Les années 1975-1980 (« The dream is over », chantait Lennon, assassiné cette année là)  furent le début de la fin et vit le triomphe universel du consumérisme. Car, quand bien même quelque milliards d’individus sur terre n’en reçoivent que des miettes, c’est bien ce monde là qui a noyé nos espérances. Alors comment, dans cette époque sans utopie sociale, trouver de nouveaux ressorts pour nous en sortir. Nous avons tout essayé : la religion, la raison et la révolution, en vain. Les puissants n’ont jamais été aussi forts et les faibles aussi impuissants. Foin des vieilles imageries, il faut se remettre à l’ouvrage, très sérieusement.

 

13/08/2009

Tout va bien jusqu’ici... mais dans dix ans ?

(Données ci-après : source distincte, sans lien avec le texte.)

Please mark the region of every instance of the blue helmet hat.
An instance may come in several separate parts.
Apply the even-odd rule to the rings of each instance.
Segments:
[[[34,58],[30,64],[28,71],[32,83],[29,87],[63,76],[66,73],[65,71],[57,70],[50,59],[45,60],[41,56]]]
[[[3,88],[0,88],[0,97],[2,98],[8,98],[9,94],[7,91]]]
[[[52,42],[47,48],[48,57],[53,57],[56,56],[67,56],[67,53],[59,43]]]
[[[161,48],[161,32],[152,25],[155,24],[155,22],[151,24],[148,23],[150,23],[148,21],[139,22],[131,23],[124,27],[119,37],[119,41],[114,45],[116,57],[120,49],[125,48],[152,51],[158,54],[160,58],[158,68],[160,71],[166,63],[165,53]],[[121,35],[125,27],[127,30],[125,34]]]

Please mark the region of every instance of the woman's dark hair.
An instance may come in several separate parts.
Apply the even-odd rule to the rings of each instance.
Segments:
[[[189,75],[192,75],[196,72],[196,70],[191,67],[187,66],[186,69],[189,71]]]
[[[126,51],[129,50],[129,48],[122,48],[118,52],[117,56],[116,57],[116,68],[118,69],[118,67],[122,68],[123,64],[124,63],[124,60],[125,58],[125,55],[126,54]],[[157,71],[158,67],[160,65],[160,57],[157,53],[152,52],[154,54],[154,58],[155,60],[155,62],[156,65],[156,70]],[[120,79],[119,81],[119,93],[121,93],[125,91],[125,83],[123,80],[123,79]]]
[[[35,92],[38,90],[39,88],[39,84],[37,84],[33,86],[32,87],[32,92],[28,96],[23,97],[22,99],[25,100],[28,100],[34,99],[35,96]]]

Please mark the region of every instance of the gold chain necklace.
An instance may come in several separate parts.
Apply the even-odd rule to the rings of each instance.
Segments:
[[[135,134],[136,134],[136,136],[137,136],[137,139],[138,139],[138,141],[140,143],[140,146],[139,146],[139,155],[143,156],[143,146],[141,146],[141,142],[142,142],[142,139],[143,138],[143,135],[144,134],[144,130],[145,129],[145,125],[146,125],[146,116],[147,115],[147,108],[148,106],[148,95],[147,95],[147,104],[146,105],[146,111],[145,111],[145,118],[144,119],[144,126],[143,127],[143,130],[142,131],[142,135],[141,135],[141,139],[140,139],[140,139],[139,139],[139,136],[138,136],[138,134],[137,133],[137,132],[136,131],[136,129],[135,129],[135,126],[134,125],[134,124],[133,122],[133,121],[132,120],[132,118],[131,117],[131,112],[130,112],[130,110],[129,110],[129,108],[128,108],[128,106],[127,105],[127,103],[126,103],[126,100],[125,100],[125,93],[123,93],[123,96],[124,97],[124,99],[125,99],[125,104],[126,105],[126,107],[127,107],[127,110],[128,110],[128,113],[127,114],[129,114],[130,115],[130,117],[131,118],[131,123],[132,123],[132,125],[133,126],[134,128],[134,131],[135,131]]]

« La France sort de la récession », titre Le Monde, commentant ainsi une récente déclaration de la ministre de l’économie : « L'économie française est « sortie du rouge »avec une croissance de son PIB de 0,3 % au deuxième trimestre,  a annoncé jeudi 13 août la ministre de l'économie, Christine Lagarde, au micro de RTL. « Après quatre trimestres de croissance négative, la France sort enfin du rouge », a déclaré Mme Lagarde, qui a anticipé l'annonce des chiffres de l'Insee. » Et pourquoi pas ! Au fond, cette légère, très légère reprise ne veut pas dire grand-chose, en premier lieu pour ces centaines de milliers de salariés qui ont récemment perdu leur emploi et qui ne sont pas près d’en retrouver un avant longtemps. Autre chiffre qui vient, apparemment, démentir tous les scénarios catastrophe, la progression de 1,4 % de la consommation en juin.

 

En fait, c’est sur le long terme qu’il faudra juger de l’impact de cette crise, et nous ne disposons dans l’immédiat, et pour cause, d’aucun chiffre statistique pour nous indiquer dans quel état nos économies seront dans cinq, dix ou vingt ans. En d’autres termes, c’est seulement maintenant que nous pouvons apprécier les conséquences des deux grandes crises de 1974-1975 et de 1980-1982. Tout comme la longue crise des années 30, elles ont remodelé profondément nos sociétés. Le travail que devrait fournir nos organisations politiques – j’entends là celles qui ne peuvent se satisfaire du monde dans lequel nous vivons – serait de nous fournir des pistes pour nous en sortir et pas de rester le nez collé à l’actualité immédiate.

 

Car, quel que soit la solidarité que nous devons avoir pour le combat des salariés victimes de tel ou tel plan social, ce n’est certainement pas de leur lutte que les solutions viendront. Se battre contre les licenciements dans l’automobile signifie-t-il que nous sommes pour perpétuer une économie en partie basée sur le « tout automobile » ? Exiger une hausse générale des salaires, et donc le maintient de notre « standing » de vie, est-il compatible avec l’autre combat, celui d’un autre type de développement, plus soucieux des équilibres écologiques ? En vérité, nous restons trop encore dans une unique perspective « productiviste », demandant plus, n’échappant pas ainsi à la logique même du système que nous condamnons.

 

Il est vrai qu’ayant perdu toute idée de ce que pourrait être un autre monde, radicalement différent de celui dans lequel nous vivons, nous ne pouvons imaginer d’autre solution que de rétablir l’ancien ordre, celui d’avant la crise. Ainsi, parlons-nous encore de « partage » du travail et des richesses qu’il produit. Comme si l’on pouvait « traiter la répartition comme chose indépendante du mode de production et en conséquence de représenter le socialisme comme tournant essentiellement autour de la répartition » (Karl Marx, critique du programme de Gotha).